While all these movements may seem awfully complex and beyond any mathematical analysis, a parsimonious physical picture can nevertheless be given (Fig. 12c, Video 28). The presumptive nasal territory finds itself at the oral boundary (represented by the black line). The contraction of the DV boundary advects visco-elastically the entire tissue. In a very crude approximation, we assume a contraction force along the oral boundary [3, 4], modelled by a force term aligned at the D-V boundary (red arrows). By flow conservation, it is equivalent to assume a contraction along the D-V boundary or to assume a traction at right angle, along the nasal sector (this, by the way, constrains the developmental process). If we assume a symmetrical contraction, we find generic deformations as in Fig. 12c (top). But since the nasal territory is not along the median axis, we may introduce an asymmetry of the quadrupolar flow with a gradient of contraction oriented towards the median axis, specified by two dipolar forces one of higher magnitude along the median axis. Thus, we find typical generic deformations as in Fig. 12c (bottom). In all cases, we find horseshoe shapes oriented towards the oral line, with a secondary lateral concavity corresponding to the second nare in fish with four nares.

5 Conclusion

This works shows that face dynamics in the chordate phylum is not at all arbitrary. It is prepatterned by a set of contracting lines forming rings and sectors. These rings and sectors are related to the early pattern of zygote cleavage [3, 4]. The dynamics of morphogenesis is actually latent in the geometry of cell division, which is biaxial (the sequence of cell cleavages occurs at right angles). There is a strong coupling between geometry and dynamics, both in-plane and out-of-plane. Cells tend to align in the existing pattern, under in-plane traction forces and form cables. The lines of the pattern behave as tiny pulling strings. In the first place, cell cleavage occurs by contractions, which prepattern this set of strings.

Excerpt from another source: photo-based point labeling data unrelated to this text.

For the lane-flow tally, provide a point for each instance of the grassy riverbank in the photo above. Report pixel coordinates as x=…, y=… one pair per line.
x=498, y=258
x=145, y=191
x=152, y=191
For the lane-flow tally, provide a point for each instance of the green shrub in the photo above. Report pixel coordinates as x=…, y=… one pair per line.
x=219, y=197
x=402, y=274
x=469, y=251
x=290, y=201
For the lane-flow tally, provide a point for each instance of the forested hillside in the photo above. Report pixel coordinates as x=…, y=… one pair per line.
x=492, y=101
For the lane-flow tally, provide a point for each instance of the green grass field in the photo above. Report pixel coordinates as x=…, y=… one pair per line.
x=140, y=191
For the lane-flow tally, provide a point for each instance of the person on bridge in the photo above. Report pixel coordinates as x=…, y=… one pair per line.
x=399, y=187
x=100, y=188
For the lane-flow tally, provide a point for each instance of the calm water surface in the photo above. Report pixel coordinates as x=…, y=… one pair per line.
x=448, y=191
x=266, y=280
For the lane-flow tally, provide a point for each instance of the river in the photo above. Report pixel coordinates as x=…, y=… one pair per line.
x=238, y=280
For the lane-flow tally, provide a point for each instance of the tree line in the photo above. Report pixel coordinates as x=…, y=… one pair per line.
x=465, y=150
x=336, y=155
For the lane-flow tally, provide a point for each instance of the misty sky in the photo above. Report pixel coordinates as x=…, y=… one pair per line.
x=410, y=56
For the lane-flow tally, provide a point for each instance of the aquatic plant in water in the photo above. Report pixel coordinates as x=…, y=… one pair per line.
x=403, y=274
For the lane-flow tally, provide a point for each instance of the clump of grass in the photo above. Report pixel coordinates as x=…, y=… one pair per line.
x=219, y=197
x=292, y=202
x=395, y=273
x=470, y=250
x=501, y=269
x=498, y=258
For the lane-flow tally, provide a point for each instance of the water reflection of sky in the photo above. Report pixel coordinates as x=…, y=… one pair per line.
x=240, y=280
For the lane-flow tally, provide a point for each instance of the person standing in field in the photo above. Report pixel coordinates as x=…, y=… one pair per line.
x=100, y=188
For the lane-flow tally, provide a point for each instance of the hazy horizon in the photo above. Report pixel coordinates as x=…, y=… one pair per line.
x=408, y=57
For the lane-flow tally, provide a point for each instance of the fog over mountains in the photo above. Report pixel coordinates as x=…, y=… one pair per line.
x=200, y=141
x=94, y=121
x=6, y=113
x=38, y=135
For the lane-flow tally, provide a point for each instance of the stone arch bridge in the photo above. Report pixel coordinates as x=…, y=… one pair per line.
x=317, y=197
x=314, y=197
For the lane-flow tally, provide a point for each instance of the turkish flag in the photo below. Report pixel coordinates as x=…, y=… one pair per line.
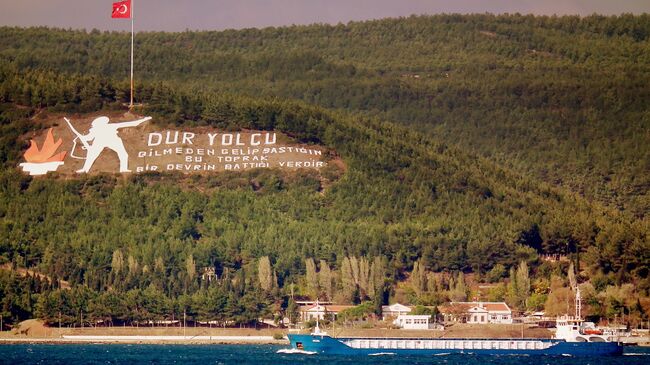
x=121, y=9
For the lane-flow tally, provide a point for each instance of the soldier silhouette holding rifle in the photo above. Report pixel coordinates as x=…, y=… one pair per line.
x=104, y=135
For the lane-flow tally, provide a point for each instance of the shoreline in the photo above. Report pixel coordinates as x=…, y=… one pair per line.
x=148, y=340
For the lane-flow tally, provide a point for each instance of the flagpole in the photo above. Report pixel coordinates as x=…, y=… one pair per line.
x=132, y=16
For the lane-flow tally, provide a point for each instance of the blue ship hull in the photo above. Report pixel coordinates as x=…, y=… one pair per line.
x=324, y=344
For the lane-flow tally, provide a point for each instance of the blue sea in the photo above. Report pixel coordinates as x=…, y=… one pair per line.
x=266, y=354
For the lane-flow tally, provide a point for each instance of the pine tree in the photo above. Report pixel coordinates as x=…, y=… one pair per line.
x=311, y=278
x=325, y=279
x=264, y=273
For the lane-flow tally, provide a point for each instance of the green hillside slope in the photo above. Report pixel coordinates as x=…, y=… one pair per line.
x=404, y=201
x=561, y=98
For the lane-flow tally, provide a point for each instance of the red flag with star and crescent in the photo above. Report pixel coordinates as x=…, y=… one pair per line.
x=121, y=9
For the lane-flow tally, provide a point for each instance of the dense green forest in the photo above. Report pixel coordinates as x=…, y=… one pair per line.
x=563, y=99
x=474, y=146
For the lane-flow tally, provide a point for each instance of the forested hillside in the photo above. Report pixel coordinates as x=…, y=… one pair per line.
x=561, y=98
x=420, y=212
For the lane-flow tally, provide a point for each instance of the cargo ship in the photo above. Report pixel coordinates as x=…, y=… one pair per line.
x=571, y=339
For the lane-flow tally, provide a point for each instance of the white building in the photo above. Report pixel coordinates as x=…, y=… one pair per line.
x=477, y=312
x=394, y=311
x=413, y=322
x=329, y=312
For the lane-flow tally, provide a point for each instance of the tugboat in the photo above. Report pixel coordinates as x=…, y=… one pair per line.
x=570, y=339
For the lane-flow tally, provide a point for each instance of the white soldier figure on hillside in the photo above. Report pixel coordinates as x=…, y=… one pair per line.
x=104, y=135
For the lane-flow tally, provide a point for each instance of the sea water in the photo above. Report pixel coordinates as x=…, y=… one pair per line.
x=268, y=354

We have shown that in the early embryo, the contraction of the tissue is both in-plane and out-of-plane. The out-of-plane component of the contractions creates out-of-phase strains which favour delamination in a stratified biological tissue. All this renders animal body formation, with its sensory organs, a robust dynamical process explaining the generic features of vertebrates face, and the fact that sensory organs are connected to the brain. In the specific case of the nose, the pattern cannot be reduced to a round placode; there is a holistic aspect to nose formation, with simultaneously a canal towards the eye, a slit towards the mouth, and a likely physical bifurcation related to force actuation, all related to the dynamics of contraction in a pattern of radial and orthoradial lines. Along these lines, contraction forces are long ranged and they induce holistic features such as grooves or furrows which are readily observable on any face. The molecular cause of these contractions is likely to be the actin-myosin complex, which causes contraction of rings at early embryonic stages [34, 35]. More generally, the lines present in the early blastula serve as mechanical cues for the entire morphogenetic process, and they connect the sensory organs to the inside of the brain. The dynamics explained here may help to clarify certain teratologies such as holoprosencephaly [6]. These face teratologies show a continuous spectrum of abnormalities, ranging from almost normal face with a mild narrowing of the inter-ocular distance, to a very narrow front with cyclopia, and absence of nose. It makes sense that since the initial morphogenetic movements comprise a contraction of the oculo-naso-oral area along a circular line running around the dorso-ventral boundary and connecting the mouth, the nares, the eyes and even the ears, a smaller or larger traction force along such a line will lead in fine to faces with eyes and nares more or less asunder.